Munis d’un billet, nous entrons dans un sas et devenons un numéro en attente d’appel. Ensuite c’est seul, un par un, et une première impression de malaise. Dès l’entrée dans la Chapelle fraîcheur, recueillement et  obscurité. Avec une violence reposant sur le contraste s’impose le premier tableau vivant de deux pygmées mis en vitrine, habillés de pagnes et mètre ruban de couturier autour des bustes et bras comme ornement et la Vénus hottentote qui tourne sur un podium " étrange spécimen de la nature". Le film que beaucoup ont vu s’impose avec douleur aux esprits. C’est à partir d’histoires semblables à celle de Saartjie Baartman que Brett Bailey a réalisé Exhibit B.
 

Processus de déshumanisation en cours
Ici, l’artiste sud africain Brett Bailey, qui a grandi pendant l’apartheid, offre à voir des hommes et des femmes en chair et en os, mais qui pour la plupart évoquent la mort : physique, sociale, psychique. Une performance qu’il inscrit dans un projet plus vaste qu’il mène sur les « zoos humains », pratique courante au début du 20ème siècle en Europe et aux Etats Unis, d’exhibition de "sauvages" venus d'Afrique. Est-ce avec la même curiosité malsaine que nous entrons dans cette église ? A priori non : la curiosité n’est plus de mise, les regards ont changé, nous ne pouvons plus être surpris par ces témoignages qui nous sont connus et par leur récit devenu Histoire.
Alors que sommes nous venus faire ici ? Nous nous sentons malgré tout voyeur. D’autant qu’un panneau nous conseille « prenez votre temps » et que les chaises installées en face de chaque tableau vivant restent pratiquement vides. Nous sommes peu à oser nous asseoir face au regard fixe et troublant de l’homme ou de la femme qui nous regarde droit dans les yeux. Même si nous savons qu’il s’agit d’acteurs, de volontaires, puisque  Bailey fait appel à des performers d’origine africaine installés en Belgique .
Les situations sont terribles, mais la mise en scène superbe. Malaise, culpabilité ? A coup sûr, mais l’esthétisation de la situation finit-elle par nous rendre la situation acceptable ? Protégé par la démarche esthétique et conduit par les stéréotypes mettons-nous le réel à distance ? Ainsi le tableau de cette femme superbe dont le visage se reflète dans un miroir, assise nue de dos sur le lit de la chambre d’un officier français à Brazzaville au début du XXème siècle, chaîne au cou, trophée de chasse parmi d’autres. Des larmes mouillent certains regards. Naissent-elles du rappel de situation d’hier ou d’aujourd’hui ? Distance esthétique aussi, quand la musique, magnifique, inspirée au compositeur namibien Marcellinus Swartbooi par des chants de lamentation traditionnels nous incite à  « admirer » ces quatre têtes coupées qui dépassent de quatre boîtes blanches.
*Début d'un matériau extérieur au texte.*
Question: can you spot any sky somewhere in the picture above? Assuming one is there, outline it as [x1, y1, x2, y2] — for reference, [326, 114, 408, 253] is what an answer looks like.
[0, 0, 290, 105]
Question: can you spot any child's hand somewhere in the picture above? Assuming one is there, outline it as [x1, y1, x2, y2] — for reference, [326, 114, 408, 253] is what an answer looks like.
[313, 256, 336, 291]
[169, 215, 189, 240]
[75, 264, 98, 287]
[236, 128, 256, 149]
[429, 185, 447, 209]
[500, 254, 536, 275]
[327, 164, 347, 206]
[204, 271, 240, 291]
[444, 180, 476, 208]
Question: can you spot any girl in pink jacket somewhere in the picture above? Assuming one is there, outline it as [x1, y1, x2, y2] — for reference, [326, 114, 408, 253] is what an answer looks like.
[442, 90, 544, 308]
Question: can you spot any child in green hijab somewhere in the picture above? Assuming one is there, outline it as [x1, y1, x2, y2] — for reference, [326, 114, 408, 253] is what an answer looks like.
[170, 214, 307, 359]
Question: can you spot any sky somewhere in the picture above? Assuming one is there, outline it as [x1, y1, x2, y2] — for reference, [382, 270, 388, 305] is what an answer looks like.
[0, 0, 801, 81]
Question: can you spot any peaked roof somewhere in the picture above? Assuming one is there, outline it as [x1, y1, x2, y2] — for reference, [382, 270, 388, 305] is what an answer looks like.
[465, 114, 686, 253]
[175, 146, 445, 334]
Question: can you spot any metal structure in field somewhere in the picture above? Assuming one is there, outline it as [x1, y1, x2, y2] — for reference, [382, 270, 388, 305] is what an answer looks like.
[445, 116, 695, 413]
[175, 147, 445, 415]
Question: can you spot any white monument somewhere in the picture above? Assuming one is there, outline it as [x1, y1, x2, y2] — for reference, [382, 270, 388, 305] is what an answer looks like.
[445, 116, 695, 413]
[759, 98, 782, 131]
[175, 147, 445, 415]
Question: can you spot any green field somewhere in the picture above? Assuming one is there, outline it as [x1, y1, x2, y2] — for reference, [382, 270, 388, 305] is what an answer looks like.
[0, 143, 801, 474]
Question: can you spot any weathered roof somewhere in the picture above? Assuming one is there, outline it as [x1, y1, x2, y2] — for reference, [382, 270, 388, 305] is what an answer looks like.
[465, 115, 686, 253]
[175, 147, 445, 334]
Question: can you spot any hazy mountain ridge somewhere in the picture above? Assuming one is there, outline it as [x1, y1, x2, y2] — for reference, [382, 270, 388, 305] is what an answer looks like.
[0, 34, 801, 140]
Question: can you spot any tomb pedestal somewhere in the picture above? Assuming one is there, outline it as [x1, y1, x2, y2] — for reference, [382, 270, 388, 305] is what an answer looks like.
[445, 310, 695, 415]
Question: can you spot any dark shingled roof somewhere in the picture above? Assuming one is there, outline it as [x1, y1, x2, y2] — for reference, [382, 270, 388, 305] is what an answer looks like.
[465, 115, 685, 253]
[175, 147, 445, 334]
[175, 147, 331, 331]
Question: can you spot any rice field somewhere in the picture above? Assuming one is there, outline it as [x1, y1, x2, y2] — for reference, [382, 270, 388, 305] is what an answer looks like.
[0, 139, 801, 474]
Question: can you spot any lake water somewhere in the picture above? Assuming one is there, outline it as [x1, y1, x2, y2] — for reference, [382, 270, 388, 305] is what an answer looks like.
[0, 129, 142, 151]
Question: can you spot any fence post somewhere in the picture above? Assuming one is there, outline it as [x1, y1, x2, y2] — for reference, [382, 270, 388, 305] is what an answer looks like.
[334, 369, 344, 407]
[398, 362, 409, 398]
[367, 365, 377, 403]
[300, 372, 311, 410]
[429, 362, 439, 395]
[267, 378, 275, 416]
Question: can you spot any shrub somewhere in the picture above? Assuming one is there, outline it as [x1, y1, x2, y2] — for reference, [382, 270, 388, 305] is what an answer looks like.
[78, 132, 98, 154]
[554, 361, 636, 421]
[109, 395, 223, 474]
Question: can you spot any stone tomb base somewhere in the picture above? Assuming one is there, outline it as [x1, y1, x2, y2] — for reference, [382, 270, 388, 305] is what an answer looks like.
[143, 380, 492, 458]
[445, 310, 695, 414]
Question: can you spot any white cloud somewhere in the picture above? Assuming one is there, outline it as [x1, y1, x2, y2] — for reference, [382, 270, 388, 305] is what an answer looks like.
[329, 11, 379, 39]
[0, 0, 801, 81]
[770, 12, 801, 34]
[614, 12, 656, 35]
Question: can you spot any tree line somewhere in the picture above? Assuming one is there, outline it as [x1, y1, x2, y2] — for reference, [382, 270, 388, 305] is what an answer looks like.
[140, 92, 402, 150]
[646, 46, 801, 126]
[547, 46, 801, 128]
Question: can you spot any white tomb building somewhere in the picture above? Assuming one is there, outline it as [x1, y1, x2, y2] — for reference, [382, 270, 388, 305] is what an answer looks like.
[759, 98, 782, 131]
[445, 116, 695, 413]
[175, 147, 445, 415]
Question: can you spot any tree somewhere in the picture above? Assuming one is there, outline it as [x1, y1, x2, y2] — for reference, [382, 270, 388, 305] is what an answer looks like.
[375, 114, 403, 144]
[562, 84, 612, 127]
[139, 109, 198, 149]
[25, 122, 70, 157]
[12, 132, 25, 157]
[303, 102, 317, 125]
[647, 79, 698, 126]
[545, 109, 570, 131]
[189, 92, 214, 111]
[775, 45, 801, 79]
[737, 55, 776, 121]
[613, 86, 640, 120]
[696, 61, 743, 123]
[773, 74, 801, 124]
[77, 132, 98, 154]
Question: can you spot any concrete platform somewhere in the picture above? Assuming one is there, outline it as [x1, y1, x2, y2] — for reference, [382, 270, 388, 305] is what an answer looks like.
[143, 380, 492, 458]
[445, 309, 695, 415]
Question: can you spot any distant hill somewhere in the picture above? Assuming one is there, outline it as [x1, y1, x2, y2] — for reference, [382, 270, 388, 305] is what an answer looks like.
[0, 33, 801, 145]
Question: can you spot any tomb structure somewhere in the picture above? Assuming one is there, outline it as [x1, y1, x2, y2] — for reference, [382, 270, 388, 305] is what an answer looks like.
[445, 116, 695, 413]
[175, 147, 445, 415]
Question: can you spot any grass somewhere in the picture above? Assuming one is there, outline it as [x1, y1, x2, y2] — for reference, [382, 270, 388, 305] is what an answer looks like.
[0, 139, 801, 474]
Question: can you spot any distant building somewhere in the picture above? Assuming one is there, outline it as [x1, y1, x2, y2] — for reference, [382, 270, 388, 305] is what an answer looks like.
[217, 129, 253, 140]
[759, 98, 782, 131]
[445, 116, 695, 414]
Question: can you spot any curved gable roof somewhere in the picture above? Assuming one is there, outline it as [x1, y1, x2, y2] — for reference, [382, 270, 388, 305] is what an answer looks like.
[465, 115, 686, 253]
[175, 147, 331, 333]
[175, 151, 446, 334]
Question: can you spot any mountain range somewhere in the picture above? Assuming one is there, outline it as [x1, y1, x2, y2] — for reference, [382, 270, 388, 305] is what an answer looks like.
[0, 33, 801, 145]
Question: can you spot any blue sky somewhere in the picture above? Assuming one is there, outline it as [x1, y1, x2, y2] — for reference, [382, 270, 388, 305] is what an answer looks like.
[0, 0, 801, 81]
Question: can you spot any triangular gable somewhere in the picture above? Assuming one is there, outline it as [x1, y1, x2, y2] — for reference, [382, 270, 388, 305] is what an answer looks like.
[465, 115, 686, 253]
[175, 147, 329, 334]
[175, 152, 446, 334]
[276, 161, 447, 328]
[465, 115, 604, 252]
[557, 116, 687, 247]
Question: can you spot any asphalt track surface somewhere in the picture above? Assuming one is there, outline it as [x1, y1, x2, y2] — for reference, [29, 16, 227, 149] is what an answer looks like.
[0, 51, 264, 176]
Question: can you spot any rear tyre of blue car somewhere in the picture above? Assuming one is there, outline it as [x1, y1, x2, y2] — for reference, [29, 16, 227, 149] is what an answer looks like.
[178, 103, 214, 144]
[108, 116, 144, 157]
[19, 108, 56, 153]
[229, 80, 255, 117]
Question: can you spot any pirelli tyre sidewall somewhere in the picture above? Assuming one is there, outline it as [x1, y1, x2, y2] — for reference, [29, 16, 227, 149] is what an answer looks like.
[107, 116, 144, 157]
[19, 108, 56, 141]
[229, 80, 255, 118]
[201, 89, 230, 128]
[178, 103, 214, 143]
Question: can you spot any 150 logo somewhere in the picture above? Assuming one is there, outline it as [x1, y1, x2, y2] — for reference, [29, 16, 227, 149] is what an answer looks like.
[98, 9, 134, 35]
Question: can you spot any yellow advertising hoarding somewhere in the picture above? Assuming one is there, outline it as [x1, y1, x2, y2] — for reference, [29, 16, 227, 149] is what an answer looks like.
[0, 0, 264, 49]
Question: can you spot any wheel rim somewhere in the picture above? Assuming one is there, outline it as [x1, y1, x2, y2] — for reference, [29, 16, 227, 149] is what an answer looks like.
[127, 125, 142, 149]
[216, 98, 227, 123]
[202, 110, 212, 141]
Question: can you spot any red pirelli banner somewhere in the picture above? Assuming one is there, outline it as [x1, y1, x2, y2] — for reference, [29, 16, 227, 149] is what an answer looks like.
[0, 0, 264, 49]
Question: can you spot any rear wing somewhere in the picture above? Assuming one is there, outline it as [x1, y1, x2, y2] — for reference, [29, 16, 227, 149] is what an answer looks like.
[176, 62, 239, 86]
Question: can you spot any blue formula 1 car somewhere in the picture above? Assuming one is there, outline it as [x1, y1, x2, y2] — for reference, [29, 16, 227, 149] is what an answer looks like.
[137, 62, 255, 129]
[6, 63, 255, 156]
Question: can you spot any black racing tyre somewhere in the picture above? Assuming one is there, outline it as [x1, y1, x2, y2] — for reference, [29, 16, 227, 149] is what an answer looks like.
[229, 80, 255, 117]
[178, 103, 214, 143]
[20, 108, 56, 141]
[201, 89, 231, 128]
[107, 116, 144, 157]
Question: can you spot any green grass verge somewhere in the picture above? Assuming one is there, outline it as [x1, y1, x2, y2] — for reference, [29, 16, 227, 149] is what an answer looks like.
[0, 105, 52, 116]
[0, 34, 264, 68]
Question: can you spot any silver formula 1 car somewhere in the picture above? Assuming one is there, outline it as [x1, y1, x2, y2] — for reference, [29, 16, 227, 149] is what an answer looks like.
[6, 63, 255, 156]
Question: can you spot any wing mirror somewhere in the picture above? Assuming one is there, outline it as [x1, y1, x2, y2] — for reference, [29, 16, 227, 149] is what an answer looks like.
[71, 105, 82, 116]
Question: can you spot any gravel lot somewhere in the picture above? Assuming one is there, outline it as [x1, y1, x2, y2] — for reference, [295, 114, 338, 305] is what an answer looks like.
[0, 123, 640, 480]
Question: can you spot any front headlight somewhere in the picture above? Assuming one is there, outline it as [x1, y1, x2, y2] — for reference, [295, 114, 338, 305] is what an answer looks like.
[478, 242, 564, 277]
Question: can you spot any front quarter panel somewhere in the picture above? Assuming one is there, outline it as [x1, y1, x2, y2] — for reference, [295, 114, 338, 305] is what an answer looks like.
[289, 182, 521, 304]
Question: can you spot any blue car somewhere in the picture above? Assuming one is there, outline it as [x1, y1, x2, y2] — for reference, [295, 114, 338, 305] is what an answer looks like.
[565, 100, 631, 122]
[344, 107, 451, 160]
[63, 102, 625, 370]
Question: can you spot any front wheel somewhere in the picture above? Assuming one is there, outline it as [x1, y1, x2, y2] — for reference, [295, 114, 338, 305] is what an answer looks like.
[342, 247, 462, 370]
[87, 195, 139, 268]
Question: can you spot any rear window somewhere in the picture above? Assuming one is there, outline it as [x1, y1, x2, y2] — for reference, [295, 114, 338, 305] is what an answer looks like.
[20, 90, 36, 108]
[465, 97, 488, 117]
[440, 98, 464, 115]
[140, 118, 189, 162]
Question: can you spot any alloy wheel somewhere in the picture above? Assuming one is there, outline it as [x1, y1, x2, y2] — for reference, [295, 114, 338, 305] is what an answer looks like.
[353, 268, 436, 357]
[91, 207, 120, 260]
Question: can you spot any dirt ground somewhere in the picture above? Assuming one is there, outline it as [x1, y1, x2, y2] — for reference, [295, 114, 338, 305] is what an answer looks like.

Chaque tableau est la reconstitution exacte d’une situation qui a existé. On penserait pouvoir développer des approches plus froides, parce qu’entrées dans l’histoire. Mais l’émotion renaît à cause du vivant, comme avec cette femme Herero assise derrière un fil barbelé, un crâne à la main, du verre et des crânes partout alentour. Elle représente un peuple de l’Afrique du Sud-Ouest exterminé par l’administration coloniale allemande. Le carton raconte, ici, comment la colonisation a été le laboratoire du génocide des Juifs dans  les camps de concentration allemands d'Afrique du Sud-ouest, où les femmes faisaient bouillir les têtes décapitées de leurs codétenus avant de les curer avec des tessons de verre pour qu'ils soient expédiés dans des instituts de recherche européens, ou cette autre femme qui porte un panier de mains coupées en latex. La légende explique que dans ce coin de l’Afrique de l’Ouest toute personne qui ne remplissait pas son quota de caoutchouc avait droit à une mort par balle, et pour l’usage de chaque cartouche il fallait un reçu : la main droite coupée de l’esclave. Date 1895-1908. Lieu : Congo belge. Propriétaire  des plantations: le roi des Belges, Léopold II, qui ne mit jamais les pieds en Afrique. Bouleversant.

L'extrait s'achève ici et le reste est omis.